More chips than Vegas; riskier too
For the first time in decades, there has been a real opening for new chips. What drove this included:
- The emergence of new apps, led by AI and IoT. The part of AI that is computationally interesting and different is high-performance AI, since it intersects with HPC. On the IoT side, backend apps are typically backend analytics to make sense of sensor data. These new apps went where they could run better/faster/cheaper. Even now, they are still too new to be burdened by any allegiance or bonds to a particular chip.
- The fact that many existing apps have no clue what hardware they run on, and operate on the upper layers of a tall stack.
- The possibility to build a complete software stack from open source software components.
- The presence of very large customers like cloud providers or top supercomputing sites. They buy in seriously large volumes and have the wherewithal to build the necessary software stack, so they can afford to pick a new chip and bolster, if not guarantee, its viability.
This was a year when many new chips became available and tested, and there was a pretty long list of them, showing just how big the opportunity is, how eager investors must have been to not miss out, and how many different angles there were.
In addition to AI, there were a few important general-purpose chips being built. The coolest one was by startup Rex Computing, which is working on a chip for exascale, focused on very high compute-power/electric-power ratios.
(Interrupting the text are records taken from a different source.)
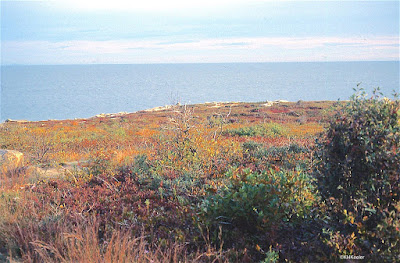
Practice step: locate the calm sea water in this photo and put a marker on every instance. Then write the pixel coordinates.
(80, 91)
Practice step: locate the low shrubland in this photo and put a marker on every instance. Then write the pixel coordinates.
(204, 183)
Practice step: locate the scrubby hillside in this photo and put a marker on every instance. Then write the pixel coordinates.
(218, 182)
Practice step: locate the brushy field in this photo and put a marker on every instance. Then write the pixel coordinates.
(227, 182)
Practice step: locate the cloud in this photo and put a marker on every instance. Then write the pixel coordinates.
(260, 49)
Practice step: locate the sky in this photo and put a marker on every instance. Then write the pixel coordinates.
(174, 31)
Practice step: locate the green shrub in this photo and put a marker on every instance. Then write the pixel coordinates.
(260, 203)
(357, 170)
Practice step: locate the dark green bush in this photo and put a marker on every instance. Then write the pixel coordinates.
(259, 204)
(357, 170)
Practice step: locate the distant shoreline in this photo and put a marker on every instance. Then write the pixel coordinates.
(215, 104)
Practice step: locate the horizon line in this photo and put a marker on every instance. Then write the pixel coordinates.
(168, 63)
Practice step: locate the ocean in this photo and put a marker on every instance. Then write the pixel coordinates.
(80, 91)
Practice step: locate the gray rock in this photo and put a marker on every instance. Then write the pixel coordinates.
(10, 159)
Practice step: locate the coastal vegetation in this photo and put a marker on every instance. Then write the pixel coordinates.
(218, 182)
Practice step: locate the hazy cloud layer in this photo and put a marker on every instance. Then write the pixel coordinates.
(205, 50)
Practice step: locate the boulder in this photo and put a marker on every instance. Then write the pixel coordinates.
(10, 160)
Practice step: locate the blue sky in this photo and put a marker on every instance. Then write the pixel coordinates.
(153, 31)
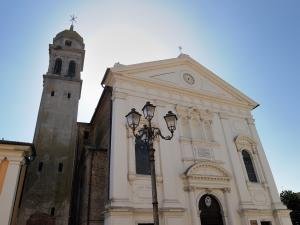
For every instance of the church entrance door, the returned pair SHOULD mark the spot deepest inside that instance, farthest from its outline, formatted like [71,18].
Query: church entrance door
[210,211]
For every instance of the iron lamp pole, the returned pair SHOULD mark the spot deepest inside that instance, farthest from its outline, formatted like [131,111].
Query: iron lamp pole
[147,134]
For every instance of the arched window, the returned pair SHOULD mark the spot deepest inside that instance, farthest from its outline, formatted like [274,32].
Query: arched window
[57,66]
[210,210]
[141,158]
[72,69]
[249,166]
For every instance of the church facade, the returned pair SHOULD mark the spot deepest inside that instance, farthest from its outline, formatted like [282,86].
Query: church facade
[214,170]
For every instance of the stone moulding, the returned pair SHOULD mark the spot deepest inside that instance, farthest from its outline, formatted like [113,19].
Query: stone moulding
[206,174]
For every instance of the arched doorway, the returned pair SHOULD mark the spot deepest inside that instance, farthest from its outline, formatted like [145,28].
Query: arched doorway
[210,211]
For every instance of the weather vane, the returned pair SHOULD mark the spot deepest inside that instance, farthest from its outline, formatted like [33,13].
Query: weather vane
[180,49]
[73,19]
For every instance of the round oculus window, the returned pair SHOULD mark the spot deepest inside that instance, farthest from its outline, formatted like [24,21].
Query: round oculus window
[188,78]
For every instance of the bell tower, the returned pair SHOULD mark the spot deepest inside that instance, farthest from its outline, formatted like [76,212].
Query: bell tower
[47,189]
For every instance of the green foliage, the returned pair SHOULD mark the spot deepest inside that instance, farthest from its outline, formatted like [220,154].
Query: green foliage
[290,199]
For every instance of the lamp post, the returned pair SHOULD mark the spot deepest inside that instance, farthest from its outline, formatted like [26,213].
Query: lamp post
[147,134]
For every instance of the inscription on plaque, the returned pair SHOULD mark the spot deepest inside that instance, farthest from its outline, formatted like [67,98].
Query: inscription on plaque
[202,153]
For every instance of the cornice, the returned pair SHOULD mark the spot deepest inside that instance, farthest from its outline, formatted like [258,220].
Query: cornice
[187,61]
[204,95]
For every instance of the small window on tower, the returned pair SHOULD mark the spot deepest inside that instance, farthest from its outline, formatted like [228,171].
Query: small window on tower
[40,166]
[68,43]
[52,211]
[60,167]
[72,68]
[57,66]
[85,134]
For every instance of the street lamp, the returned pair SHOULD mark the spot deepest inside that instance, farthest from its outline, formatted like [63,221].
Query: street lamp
[147,134]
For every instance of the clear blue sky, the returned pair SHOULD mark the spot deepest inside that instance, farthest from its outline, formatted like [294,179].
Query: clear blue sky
[254,45]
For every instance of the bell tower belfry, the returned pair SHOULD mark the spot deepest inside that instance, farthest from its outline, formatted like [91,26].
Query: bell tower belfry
[48,186]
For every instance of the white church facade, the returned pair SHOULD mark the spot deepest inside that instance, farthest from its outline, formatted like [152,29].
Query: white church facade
[213,172]
[216,151]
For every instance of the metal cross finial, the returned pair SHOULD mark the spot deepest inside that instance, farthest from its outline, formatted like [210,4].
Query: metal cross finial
[73,19]
[180,49]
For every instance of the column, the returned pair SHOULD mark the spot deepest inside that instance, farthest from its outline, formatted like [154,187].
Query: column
[9,189]
[171,164]
[234,160]
[119,186]
[230,216]
[265,166]
[131,155]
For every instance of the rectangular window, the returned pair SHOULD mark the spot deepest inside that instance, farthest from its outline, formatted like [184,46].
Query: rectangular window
[253,222]
[60,167]
[40,166]
[52,211]
[86,135]
[142,158]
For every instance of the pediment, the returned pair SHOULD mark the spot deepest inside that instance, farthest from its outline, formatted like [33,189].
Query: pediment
[183,74]
[206,175]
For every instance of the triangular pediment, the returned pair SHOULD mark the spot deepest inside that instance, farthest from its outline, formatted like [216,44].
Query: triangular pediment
[183,74]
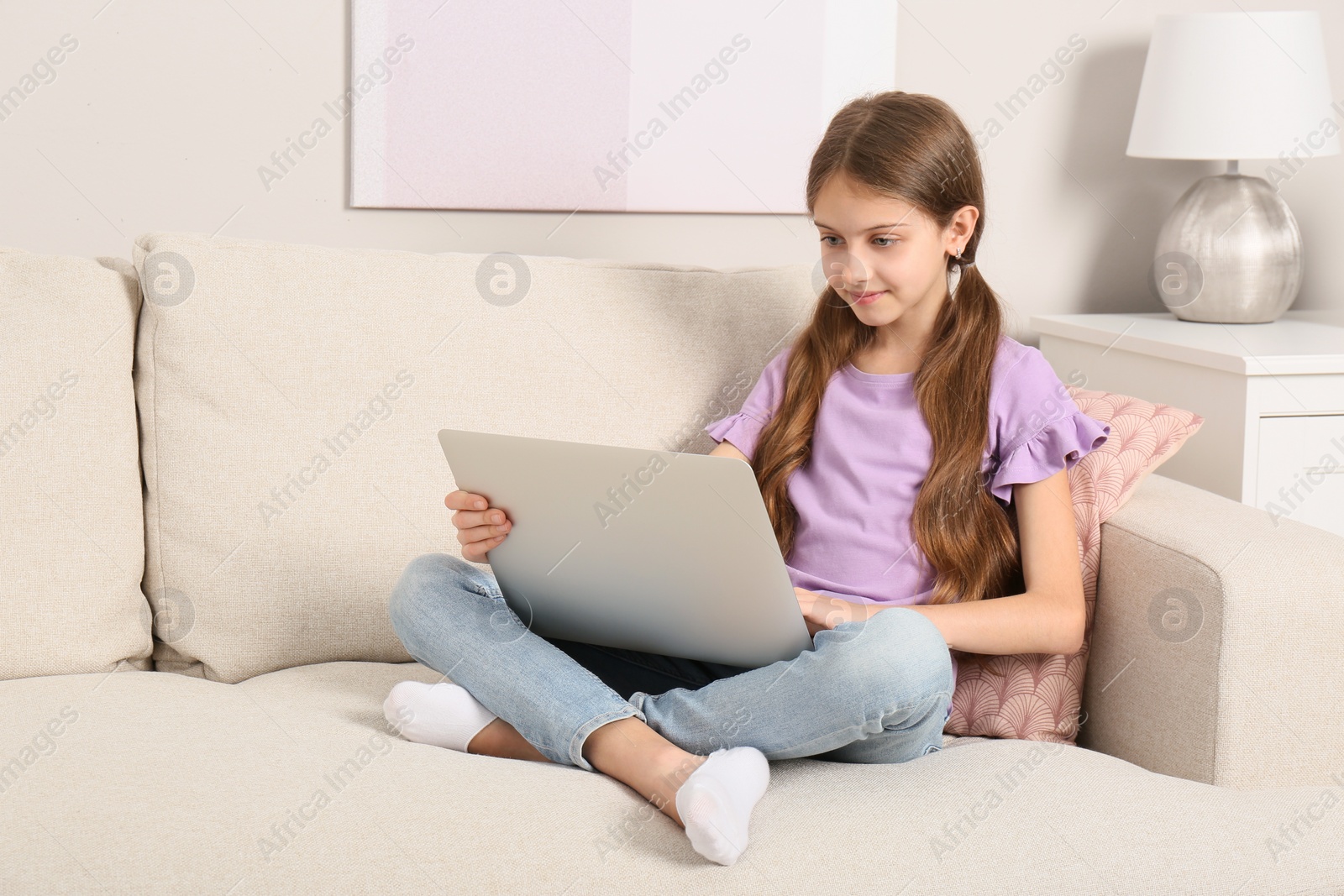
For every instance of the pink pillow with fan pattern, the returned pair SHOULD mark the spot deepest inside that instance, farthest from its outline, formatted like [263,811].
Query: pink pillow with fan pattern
[1037,696]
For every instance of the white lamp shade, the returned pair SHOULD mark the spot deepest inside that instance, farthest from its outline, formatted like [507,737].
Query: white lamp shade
[1234,85]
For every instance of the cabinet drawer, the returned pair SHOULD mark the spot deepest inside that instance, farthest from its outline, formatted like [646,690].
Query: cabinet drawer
[1301,469]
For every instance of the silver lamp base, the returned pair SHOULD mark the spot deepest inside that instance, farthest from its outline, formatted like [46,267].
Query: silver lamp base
[1229,253]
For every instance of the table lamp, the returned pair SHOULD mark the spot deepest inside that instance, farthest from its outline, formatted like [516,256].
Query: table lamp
[1233,85]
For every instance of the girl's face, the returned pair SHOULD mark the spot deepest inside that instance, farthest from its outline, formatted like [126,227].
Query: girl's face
[885,257]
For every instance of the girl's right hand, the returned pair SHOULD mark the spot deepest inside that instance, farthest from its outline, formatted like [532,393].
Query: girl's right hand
[479,526]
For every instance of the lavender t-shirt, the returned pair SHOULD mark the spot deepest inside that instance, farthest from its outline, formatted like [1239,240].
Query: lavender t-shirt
[870,454]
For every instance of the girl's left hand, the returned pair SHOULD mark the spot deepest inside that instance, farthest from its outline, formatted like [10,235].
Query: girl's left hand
[822,613]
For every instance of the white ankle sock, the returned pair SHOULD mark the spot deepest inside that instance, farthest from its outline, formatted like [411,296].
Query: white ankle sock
[716,802]
[444,715]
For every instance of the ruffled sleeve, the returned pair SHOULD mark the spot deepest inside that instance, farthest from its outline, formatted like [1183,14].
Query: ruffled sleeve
[743,429]
[1039,427]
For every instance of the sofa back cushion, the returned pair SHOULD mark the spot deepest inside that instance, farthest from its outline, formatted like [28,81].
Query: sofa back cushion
[71,533]
[291,399]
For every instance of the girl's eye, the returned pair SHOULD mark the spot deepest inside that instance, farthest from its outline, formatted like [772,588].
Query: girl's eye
[887,241]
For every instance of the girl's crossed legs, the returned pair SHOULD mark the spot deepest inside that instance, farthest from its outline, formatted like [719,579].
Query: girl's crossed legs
[869,691]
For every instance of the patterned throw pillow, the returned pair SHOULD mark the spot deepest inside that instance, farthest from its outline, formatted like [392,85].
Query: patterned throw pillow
[1038,696]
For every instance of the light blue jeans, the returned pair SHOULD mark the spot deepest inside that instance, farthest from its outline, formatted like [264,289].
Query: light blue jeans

Qualcomm and Caviuum showed off manycore ARM processors, and Intel pushed the X86 envelope nicely.
With AI chips, Intel already had acquired Nervana and Movidius. Google had its TPU, and IBM had its neuromorphic chip, TrueNorth. Other AI chip efforts included Mobileye, Graphcore, BrainChip, TeraDeep, KnuEdge, Wave Computing, and Horizon Robotics. In addition, there were several well-publicized and respected projects like NeuRAM3, P-Neuro, SpiNNaker, Eyeriss, and krtkl going after different parts of the market. That’s a lot of chips, but most of these bets, of course, won’t pay off.
ARM server market share will stay below 3 per cent
Speaking of chips, ARM servers remained important but elusive. They made a lot of noise and pointed to significant wins and systems, but failed to move the needle when it comes to revenue market share in 2017.
As a long-term play, ARM is an important phenomenon in the server market – more so now with the backing of SoftBank, a much larger company apparently intent on investing and building, and various supercomputing projects that are great proving grounds.
But at the end, you need differentiation and ARM has the same problem against X86 as Intel’s Atom had against ARM. Atom did not differentiate vs ARM any more than ARM is differentiating vs Xeon.
Nevertheless, most systems end up being good at something and there are new apps, and an open-source stack to support existing apps, and that helped find a couple of specific workloads where ARM implementations could shine.
Is it an app, or is it a fabric? More cloud fabrics introduced
What is going on with big new apps? They keep getting more modular (microservices), more elastic (scale out), and more real-time (streaming). They’ve become their own large graph, in the computer science sense, and even more so with IoT (sensors everywhere plus in-situ processing).
When you have so many interacting pieces, you’ve got a fabric. But as an app, it’s the kind of graph that evolves and has an overall purpose (semantic web). Among engineering disciplines, software engineering already doesn’t have a great reputation for predictability and maintainability. More modularity is not going to help with that.
But efforts to manage interdependence and application evolution have already created standards for structured modularity like the OSGi Alliance for Java. Smart organizations have had ways to reduce future problems (technical debt) from the get-go. So, it was nice to see that type of methodology get better recognized and better generalized.